Description : Les Kel Adagh, groupement touareg de l’Adagh (ou Adrar des Ifoghas, dans le nord du Mali actuel), sont une des composantes du vaste ensemble Touareg qui s’étend actuellement de l’Algérie au Nigeria, en passant par le Niger, le Burkina-Faso et le Mali. Leur histoire contemporaine est particulièrement originale : dernier groupe touareg du Soudan français à tomber sous la domination coloniale, ils se sont soumis sans combat en 1904, mais ont déclenché en 1963-1964, peu après l’indépendance du Mali, une révolte armée qui fut écrasée dans le sang et l’indifférence internationale. Après trente ans d’administration militaire malienne, ils se sont soulevés de nouveau en 1990, et ont été suivis par les autres groupes touaregs et maures du Mali et du Niger. Ils ont obtenu du gouvernement malien, en 1992, la signature d’un pacte national leur octroyant un statut particulier d’autonomie.
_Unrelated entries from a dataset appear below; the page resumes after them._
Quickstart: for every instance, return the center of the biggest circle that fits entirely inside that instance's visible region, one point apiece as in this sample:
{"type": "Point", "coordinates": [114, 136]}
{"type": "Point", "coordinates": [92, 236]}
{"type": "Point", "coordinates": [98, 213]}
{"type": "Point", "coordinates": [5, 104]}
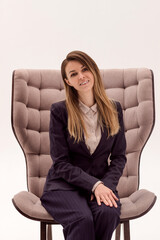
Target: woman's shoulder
{"type": "Point", "coordinates": [117, 105]}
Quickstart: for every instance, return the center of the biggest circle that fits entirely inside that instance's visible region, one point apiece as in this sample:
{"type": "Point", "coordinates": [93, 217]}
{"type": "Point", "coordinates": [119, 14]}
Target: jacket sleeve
{"type": "Point", "coordinates": [59, 151]}
{"type": "Point", "coordinates": [117, 157]}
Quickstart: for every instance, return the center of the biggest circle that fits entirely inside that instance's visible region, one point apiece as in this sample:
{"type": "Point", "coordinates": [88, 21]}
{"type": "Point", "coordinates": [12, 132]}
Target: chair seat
{"type": "Point", "coordinates": [134, 206]}
{"type": "Point", "coordinates": [137, 204]}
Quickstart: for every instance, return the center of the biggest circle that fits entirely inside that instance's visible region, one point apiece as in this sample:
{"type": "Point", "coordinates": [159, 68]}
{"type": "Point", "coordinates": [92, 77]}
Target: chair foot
{"type": "Point", "coordinates": [43, 231]}
{"type": "Point", "coordinates": [118, 232]}
{"type": "Point", "coordinates": [49, 232]}
{"type": "Point", "coordinates": [126, 230]}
En étudiant sur la longue durée (un siècle, de la prise de Tombouctou en 1893 à la signature du Pacte national en 1992), les évolutions qu’a connues cette population contrôlée par l’administration française, puis malienne, dans ce qu’il faut bien appeler une succession de colonisations, cette étude a pour but d’analyser et d’illustrer les causes et les conditions complexes d’un des conflits contemporains de la bande sahélienne, exemple des luttes où se mêlent retombées coloniales, volontés politiques, réactions identitaires, ethniques, mais aussi sociales et économiques d’une population sous dominations exogènes depuis le début du XXe siècle et, depuis la décolonisation, minoritaire au sein d’un Etat-nation en formation.
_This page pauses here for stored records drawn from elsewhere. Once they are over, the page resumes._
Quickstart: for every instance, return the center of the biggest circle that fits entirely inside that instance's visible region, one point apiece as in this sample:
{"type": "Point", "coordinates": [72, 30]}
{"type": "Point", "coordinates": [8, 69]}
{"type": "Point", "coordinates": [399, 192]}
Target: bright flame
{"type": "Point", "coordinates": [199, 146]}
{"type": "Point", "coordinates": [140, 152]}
Fondé sur le dépouillement exhaustif des fonds d’archives de la France coloniale et de la République du Mali, l’analyse de la presse européenne et africaine ainsi que sur la collecte de témoignages oraux au cours de nombreuses enquêtes de terrain, cette étude sur les Kel Adagh représente la première synthèse historique sur un sujet problématique et fort éclairant à plus d’un titre. En effet cette histoire, passionnante en elle-même, l’est tout autant parce qu’elle croise et illustre les grands débats africains de la colonisation, de la décolonisation et de l’indépendance. L’analyse du type de colonisation imposée à la religion oblige à reconsidérer le modèle classique d’une administration coloniale française directe, et à mieux cerner les modes de contrôle ainsi que les résistances – nombreuses – à ce dernier. Elle permet aussi d’étudier les évolutions spécifiques du processus de structuration de l’Etat post-colonial. En face d’élites jacobines qui avaient été les leaders du mouvement indépendantiste, les Touaregs opposaient leur volonté d’émancipation, une conception fédérale des rapports politiques et, surtout, le concept d’une terre communautaire à la notion de propriété individuelle ou étatique. Ces deux visions du monde se sont opposées au cours de conflits violents, inscrits par ailleurs dans un autre débat, celui de l’existence même des frontières héritées de la colonisation.